AN IN VITRO MODEL OF MYELIN PROTEIN ZERO MUTATIONS IN SCHWANN CELLS: FROM PATHOGENESIS TO THERAPY

Myelin protein zero (MPZ) mutations cause the Charcot Marie Tooth 1B (CMT1B) neuropathy. This projects aims to develop an experimental model in Schwann cells, the cells responsible for the synthesis of myelin in the peripheral nervous system, in order to identify the pathogenic mechanisms of MPZ mutations and to try new therapeutic agents. So far, the pathogenic mechanisms of MPZ mutations have been studied in cell lines not expressing MPZ, making difficult to extend the conclusions to human patients. We are planning to culture Schwann cells deriving from the heterozygous MPZ knock out animal, therefore characterized by a single allele coding for MPZ. These cells may be infected with viral vectors genetically modified in order to express MPZ mutations.

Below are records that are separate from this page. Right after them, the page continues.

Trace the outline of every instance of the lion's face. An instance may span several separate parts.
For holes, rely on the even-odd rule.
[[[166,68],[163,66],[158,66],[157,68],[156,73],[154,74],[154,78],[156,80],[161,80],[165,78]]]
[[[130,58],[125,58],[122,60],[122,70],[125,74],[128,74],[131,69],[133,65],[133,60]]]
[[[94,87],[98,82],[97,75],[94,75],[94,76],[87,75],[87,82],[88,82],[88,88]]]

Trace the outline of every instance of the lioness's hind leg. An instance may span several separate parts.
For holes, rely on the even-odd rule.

This would create a model very similar to the human condition where the same Schwann cell expresses both alleles: the normal and the mutated one. We will use this model to test two interesting molecules: curcumin and salubrinal. The first was already demonstrated to be beneficial for MPZ mutations in a cell line normally not expressing MPZ. It is therefore necessary to test this molecule in Schwann cells to prove that it is not toxical and to evaluate its efficacy. The second molecule is salubrinal which has been demonstrated to mitigate the toxic effect of mutated proteins. In conclusion, a Schwann cell based in vitro model, may offer the advantage to screen promising molecules, a preliminary step to any further therapeutic trial in human patients.